Secondo la senatrice di New York è necessario adottare una linea dura con Hamas finché non riconoscerà Israele, mentre viene invocato un nuovo approccio con Teheran per evitare lo spettro di un Iran nucleare. Gli Stati Uniti di Barack Obama, prosegue la Clinton, possono tornare ad essere leader globali attraverso un mix di “smart power” di diplomazia e di difesa. La politica estera americana deve essere basata su un matrimonio di principi e pragmatismo, non su una rigida ideologia.
Le dichiarazioni della Clinton, sebbene vadano valutate anche alla luce della prudenza in vista della conferma, in realtà mi lasciano un po’ perplesso e credo che autorizzino più di qualche legittimo dubbio sulla possibilità di una svolta reale della politica estera americana.
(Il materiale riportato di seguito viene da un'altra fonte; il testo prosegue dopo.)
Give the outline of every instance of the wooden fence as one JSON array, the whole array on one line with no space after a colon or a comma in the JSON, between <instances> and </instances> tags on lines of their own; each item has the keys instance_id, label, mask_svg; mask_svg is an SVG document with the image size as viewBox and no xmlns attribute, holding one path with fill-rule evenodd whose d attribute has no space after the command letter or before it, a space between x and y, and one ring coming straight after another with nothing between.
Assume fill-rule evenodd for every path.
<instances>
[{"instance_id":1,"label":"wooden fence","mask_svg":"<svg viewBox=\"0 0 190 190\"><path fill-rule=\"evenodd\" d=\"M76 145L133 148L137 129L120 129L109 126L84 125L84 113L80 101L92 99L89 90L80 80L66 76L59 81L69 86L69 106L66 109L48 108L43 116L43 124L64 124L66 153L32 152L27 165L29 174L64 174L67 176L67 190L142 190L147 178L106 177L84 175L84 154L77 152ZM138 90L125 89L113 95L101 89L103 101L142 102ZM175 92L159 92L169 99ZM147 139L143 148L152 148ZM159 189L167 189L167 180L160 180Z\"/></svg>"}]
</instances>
Nel merito del conflitto israelo-palestinese, non basta a invertire la rotta l’affermazione che “Israele ha diritto a difendersi e alla sicurezza, ma sono legittime anche le aspirazioni palestinesi”.
Per dirla tutta, quello che manca alle dichiarazioni della Clinton è anche solo l'ombra di una critica nei confronti dei metodi di Israele. Eppure questa critica, in questo momento, andrebbe formulata senza ambiguità, perché sia lecito parlare davvero di una svolta da parte degli Stati Uniti. La “linea dura” nei confronti di Hamas, infatti, è pienamente comprensibile e condivisibile, ma anche ovvia e attesa. E soprattutto monca, in mancanza di una simmetrica condanna dell’eccidio che Israele sta commettendo e delle aperte violazioni del diritto internazionale.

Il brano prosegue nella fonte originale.